Туманная фигура моей сиделки исчезает. Через минуту, если я не остановлю ее, женщина, которую я так хочу увидеть, уйдет из комнаты.
— Пожалуйста, не уходите, — говорю я, — могу ли я беспокоить вас такой безделицей? Слуга придет, если я позвоню.
Она останавливается, туманнее прежнего, на половине дороги между постелью и дверью и отвечает несколько грустно:
— Питер не отдернет занавеси, пока я здесь. Он задернул их по моему приказанию.

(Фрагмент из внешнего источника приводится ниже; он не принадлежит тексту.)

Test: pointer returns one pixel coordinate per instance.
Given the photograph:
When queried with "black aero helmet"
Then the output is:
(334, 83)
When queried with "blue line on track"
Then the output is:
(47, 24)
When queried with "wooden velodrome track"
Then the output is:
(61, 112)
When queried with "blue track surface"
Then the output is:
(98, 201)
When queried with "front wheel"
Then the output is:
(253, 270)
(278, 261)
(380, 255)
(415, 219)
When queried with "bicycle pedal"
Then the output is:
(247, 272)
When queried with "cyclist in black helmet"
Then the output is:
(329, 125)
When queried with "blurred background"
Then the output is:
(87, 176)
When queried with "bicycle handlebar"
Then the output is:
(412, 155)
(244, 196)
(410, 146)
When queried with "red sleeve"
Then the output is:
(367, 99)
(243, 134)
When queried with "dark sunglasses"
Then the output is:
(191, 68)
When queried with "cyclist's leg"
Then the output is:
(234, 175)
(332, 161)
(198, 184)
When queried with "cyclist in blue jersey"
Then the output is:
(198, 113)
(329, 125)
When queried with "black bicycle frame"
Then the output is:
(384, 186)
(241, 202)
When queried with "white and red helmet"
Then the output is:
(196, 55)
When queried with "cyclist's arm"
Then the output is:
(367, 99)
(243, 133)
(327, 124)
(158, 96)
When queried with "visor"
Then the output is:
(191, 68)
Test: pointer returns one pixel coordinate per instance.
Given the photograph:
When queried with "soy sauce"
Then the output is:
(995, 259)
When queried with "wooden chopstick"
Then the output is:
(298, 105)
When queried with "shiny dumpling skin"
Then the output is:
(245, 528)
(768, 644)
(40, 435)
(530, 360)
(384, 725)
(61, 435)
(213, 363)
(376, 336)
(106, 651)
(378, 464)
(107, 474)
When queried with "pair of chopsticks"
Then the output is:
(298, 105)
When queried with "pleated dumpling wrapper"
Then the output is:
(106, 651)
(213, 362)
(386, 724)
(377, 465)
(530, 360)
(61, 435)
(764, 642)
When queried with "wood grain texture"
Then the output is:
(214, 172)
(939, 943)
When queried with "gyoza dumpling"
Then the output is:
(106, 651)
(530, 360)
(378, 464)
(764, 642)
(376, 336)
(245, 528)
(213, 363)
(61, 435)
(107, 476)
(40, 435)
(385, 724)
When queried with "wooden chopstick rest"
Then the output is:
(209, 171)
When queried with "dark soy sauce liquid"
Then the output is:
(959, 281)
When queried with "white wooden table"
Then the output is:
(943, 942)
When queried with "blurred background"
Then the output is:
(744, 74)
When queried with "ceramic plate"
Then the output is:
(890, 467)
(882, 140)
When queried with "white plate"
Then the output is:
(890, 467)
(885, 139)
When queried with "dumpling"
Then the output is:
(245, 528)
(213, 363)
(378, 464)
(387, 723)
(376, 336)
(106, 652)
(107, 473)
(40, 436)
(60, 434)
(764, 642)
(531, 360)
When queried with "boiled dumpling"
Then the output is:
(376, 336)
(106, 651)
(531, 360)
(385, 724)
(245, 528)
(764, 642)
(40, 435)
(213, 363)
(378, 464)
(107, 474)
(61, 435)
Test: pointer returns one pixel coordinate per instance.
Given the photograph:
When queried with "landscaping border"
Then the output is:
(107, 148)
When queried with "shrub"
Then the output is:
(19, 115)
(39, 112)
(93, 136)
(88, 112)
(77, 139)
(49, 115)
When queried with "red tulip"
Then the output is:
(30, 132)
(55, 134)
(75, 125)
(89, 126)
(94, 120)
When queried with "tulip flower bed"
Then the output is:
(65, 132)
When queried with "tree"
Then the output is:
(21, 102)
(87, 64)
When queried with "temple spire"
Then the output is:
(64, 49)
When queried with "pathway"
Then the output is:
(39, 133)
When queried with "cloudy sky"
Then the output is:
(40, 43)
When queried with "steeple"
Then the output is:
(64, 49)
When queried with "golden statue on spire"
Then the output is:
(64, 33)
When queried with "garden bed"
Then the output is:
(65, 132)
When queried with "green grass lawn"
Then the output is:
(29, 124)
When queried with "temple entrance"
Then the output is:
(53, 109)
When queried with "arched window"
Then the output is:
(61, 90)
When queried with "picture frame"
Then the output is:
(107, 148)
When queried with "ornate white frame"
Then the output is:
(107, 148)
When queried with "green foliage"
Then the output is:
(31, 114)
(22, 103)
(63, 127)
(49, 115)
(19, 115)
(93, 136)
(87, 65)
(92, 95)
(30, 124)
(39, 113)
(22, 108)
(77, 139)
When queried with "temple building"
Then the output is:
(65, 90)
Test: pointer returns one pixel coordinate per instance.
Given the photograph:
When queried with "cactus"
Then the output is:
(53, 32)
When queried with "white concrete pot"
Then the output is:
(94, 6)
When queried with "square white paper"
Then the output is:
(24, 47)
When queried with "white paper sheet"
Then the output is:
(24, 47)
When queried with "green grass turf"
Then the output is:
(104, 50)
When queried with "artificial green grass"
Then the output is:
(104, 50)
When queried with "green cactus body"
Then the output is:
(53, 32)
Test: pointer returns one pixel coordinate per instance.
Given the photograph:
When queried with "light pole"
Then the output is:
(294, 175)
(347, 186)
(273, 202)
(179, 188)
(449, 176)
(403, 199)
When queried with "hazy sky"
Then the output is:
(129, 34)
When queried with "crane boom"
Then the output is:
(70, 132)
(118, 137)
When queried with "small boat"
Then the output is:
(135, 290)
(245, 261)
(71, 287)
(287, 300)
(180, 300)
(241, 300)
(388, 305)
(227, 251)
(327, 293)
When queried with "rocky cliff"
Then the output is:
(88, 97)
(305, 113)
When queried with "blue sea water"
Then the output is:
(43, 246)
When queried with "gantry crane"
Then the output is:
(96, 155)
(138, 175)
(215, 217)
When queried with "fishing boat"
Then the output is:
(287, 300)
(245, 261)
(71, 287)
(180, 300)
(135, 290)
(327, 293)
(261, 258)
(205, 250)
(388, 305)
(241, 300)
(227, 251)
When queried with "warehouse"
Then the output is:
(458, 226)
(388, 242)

Этот ответ привел меня в недоумение. Для чего Питеру держать комнату в темноте, пока здесь мисс Денрос? Разве у нее слабое зрение? Нет, если бы ее глаза были слабы, она носила бы зонтик. Как ни темно, я могу видеть, что она не носит зонтика. Для чего комнату сделали темной — если не для меня? Я не могу отважиться задать этот вопрос — я могу только извиниться надлежащим образом.
— Больные думают только о себе, — сказал я, — я полагал, что вы по доброте своей задернули занавеси для меня.
Она подошла к моей постели прежде, чем заговорила. Ответила же она этими удивительными словами:
— Вы ошибаетесь, мистер Джермень. Вашу комнату сделали темной не для вас, а для меня.
Глава IX
КОШКИ
Мисс Денрос привела меня в такое недоумение, что я не знал, как мне продолжать разговор.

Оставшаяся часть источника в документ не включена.